The maps Ecutek have given us make a big difference but it still takes fine tuning on each car, it's the same on Syvecs and I would imagine Cobb as well. Most tuners will set the car up quite rich for safety and with the sheer amount of exhaust gas a high power GTR expels it will always have some un-burnt fuel. Even a tiny % number will equate to a reasonable quantity under high load.

We have just released the latest Ecutek Version 3 software so if any customers have a soot problem we can look at it at the same time as the update.

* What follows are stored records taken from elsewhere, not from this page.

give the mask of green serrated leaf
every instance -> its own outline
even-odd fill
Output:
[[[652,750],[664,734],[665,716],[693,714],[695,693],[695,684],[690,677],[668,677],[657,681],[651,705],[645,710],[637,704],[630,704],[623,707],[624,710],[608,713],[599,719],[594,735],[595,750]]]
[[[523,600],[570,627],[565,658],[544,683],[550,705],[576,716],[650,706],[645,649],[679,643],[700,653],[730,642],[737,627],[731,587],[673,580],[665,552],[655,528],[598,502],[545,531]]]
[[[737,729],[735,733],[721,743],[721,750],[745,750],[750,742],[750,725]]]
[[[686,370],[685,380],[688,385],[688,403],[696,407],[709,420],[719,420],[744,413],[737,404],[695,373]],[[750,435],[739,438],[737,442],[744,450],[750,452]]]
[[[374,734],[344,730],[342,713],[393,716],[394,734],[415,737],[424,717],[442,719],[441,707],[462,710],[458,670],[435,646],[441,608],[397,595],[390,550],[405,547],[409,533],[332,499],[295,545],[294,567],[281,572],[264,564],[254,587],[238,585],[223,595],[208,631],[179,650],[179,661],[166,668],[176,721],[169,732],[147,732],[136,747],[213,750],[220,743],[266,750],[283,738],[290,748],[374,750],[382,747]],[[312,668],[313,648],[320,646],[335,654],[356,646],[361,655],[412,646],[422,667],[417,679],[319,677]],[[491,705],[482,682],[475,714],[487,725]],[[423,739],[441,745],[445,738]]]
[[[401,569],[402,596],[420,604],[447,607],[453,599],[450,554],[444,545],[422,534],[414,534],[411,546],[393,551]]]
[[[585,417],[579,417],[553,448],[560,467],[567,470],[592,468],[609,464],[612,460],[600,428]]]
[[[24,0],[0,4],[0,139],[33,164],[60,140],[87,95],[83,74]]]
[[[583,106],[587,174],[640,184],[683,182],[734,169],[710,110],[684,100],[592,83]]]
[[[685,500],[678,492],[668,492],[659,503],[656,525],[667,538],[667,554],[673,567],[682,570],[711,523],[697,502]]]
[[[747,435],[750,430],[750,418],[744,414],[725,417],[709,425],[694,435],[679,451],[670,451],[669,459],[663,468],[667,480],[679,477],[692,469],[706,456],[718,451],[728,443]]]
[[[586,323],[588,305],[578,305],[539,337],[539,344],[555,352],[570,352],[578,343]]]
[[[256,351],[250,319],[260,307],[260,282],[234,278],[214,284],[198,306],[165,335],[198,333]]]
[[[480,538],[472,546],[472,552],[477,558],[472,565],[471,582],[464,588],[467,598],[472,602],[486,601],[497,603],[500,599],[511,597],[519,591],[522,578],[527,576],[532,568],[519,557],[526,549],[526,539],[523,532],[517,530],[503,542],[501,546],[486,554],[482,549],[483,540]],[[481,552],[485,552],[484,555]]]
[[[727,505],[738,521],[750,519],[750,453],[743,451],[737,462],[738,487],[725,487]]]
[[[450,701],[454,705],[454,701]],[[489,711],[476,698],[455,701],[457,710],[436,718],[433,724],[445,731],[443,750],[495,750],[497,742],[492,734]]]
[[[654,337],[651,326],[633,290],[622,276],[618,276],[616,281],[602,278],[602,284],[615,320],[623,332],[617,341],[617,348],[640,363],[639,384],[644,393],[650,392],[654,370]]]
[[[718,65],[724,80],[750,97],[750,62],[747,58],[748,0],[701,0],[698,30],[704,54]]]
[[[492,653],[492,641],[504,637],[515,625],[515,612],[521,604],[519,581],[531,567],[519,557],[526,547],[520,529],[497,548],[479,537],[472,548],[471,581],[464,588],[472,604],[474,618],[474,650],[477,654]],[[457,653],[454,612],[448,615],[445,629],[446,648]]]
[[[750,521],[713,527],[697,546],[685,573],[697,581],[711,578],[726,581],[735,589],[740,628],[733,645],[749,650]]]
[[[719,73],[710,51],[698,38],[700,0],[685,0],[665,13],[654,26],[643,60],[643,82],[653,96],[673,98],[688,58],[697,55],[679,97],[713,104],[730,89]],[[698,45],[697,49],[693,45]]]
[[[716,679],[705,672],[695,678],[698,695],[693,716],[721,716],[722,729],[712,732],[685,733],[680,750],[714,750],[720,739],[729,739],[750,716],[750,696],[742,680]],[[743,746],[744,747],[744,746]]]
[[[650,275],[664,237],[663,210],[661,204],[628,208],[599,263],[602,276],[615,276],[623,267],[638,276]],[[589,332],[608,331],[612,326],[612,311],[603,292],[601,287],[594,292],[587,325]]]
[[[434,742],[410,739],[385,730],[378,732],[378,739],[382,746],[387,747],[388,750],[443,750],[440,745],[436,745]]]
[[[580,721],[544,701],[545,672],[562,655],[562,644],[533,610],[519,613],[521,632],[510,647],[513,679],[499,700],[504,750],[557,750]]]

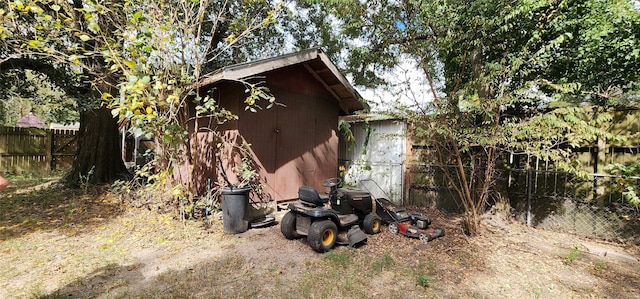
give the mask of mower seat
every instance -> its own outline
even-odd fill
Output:
[[[304,202],[308,202],[310,204],[314,204],[316,206],[324,205],[329,202],[329,197],[320,197],[318,191],[309,186],[301,186],[298,188],[298,198]]]

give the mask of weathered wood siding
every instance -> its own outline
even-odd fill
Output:
[[[46,173],[69,169],[77,131],[0,127],[0,171]]]
[[[255,167],[264,183],[262,201],[296,199],[302,185],[325,190],[322,182],[338,172],[337,101],[303,66],[285,67],[261,76],[263,85],[279,103],[271,109],[256,113],[245,110],[245,87],[237,82],[222,82],[212,90],[222,106],[239,119],[223,127],[201,120],[200,148],[206,150],[194,177],[197,188],[203,190],[208,179],[217,181],[213,160],[217,147],[207,144],[213,138],[206,135],[209,130],[221,130],[238,144],[251,144]],[[227,175],[232,174],[237,162],[224,162]]]

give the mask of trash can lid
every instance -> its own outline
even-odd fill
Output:
[[[244,194],[244,193],[248,193],[250,190],[251,188],[248,186],[230,186],[230,187],[223,187],[222,194],[225,194],[225,195]]]

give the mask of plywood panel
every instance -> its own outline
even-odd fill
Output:
[[[240,99],[243,101],[243,99]],[[245,111],[240,113],[239,129],[244,140],[251,144],[258,173],[265,184],[266,196],[277,198],[275,189],[276,145],[278,108],[260,110],[256,113]]]
[[[314,147],[315,100],[303,94],[288,94],[287,107],[278,115],[276,148],[276,188],[279,200],[297,197],[301,185],[313,182],[317,162],[311,155]]]
[[[241,137],[251,144],[258,171],[271,199],[296,199],[302,185],[323,190],[322,181],[337,174],[340,108],[336,100],[303,67],[291,67],[264,75],[264,86],[280,104],[252,113],[244,109],[243,93],[235,99],[236,123]],[[216,89],[220,95],[230,86]],[[236,84],[235,88],[242,88]],[[233,105],[229,105],[233,107]],[[224,129],[233,130],[233,124]]]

Feel free to call with any questions 

Regards

Iain


----------



## Protegimus (Aug 31, 2011)

Looking forward to Friday and the update!

Protegimus


----------



## Tigerruss (Sep 5, 2008)

Thanks Iain. Good to hear new software has been released. Will look forward to latest version and reduction in soot with a little tweaking magic from you, when I'm in for my service next week.


----------



## mindlessoath (Nov 30, 2007)

> How is it that so many of people can be convinced that the injector is the problem? There are many things that go into achieving the same clean/quick crank to run strategy the factory tuning provided. The first start of the day is in a dry port and the prime pulse(to wet the port) and the cranking injector pulsewidth must be adjusted to get things correct. I've read comments on here from black smoke to fuel mileage on this board all pointing at the ID1000. I've tuned countless amounts of ID1000 injectors, it's a great nozzle the delivers great consistency over the 1000cc injectors of yesterday.
> 
> As far as the injector itself it's a fairly "dumb" device. The ECU requests a pulsewidth or injection time and the injector is supplied a ground for that amount of time and fuel passes through it. If that injection time isn't correct you get unhappy customers and the last thing a "tuner" is going to say is he just can't make it any better. It's a ego driven game guys, mix that up with one line having more margin than others and you get vendors/tuners pushing misinformation around to make money. In regards to the fuel system itself it may not be a horrible idea to look at how the tank is vented and how much heat you're making moving all the fuel in a circle over and over. It's very possible to drive a fuel system into "vapor lock" when you're pumping 800 lbs/hr of fuel around. This can cause that long cranking period after the vehicle sits hot for 10-20 minutes after a long drive.
> 
> ...


Here is a quote i found. thought it was pretty spot on


----------



## saucyboy (Nov 1, 2009)

Interesting read mate. Thanks for sharing.


----------



## Anders_R35 (Jul 20, 2011)

Interesting read, but posted by a new GTR Life user with 5 posts so difficult to know if he's a an independent party or ID employee...


----------



## mindlessoath (Nov 30, 2007)

really? honestly its all tuning. get a tune by someone that knows how. to get rid of the soot.


----------



## Taven888 (Mar 30, 2011)

As above , its all in the map. Rushed map be the course. And dyno mapping. Get the lamba in, get the laptop, get ya sen out on the road.


----------